Say \(x\in X\) and \(y\in Y\) then the average information contained by the joint probability distribution \(P(xy)\) is
\begin{equation}
\langle \mathcal{I}(P(x,y))\rangle = - \sum_{x,y} P(xy) \log P(xy) \equiv H(X,Y)
\end{equation}
this is also known as the joint entropy, and it's a measure of the combined
uncertainty in \(x\) and \(y\). I've deliberately not used the symbol \(I\) to denote
information here as the quantity \(I(X;Y)\) to be introduced later will mean
something else entirely.

## 2 Properties

- \(H(X,Y)\ge 0\)
- The joint entropy is symmetric \(H(X,Y) = H(Y, X)\).
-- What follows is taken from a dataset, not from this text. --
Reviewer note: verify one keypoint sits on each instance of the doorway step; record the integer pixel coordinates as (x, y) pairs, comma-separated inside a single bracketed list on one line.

- If \(X\) and \(Y\) are independent then \(H(X,Y)=H(X)+H(Y)\). That is, \(P(xy)=P(x)P(y)\) so
\begin{align}
H(X,Y) &= -\sum_{x,y}P(x)P(y) \log( P(x)P(y)) \\
&= -\sum_{x,y}P(x)P(y) \log P(x)-\sum_{x,y}P(x)P(y) \log P(y) \\
&= -\sum_{x}P(x)\log P(x)-\sum_{y}P(y) \log P(y) \\
&= H(X)+H(Y)
\end{align}
- In general, the uncertainty in a joint distribution is the same or less than the sum of the individual uncertainties:
\begin{equation}
H(X,Y) \le H(X) + H(Y)
\end{equation}
This relationship is called
*subaditivity* and we'll prove it later. The
relationship is intuitive, the more \(x\) and \(y\) become dependent the less
uncertainty there is in the joint distribution.
- These properties extend in the obvious way to more than two variables.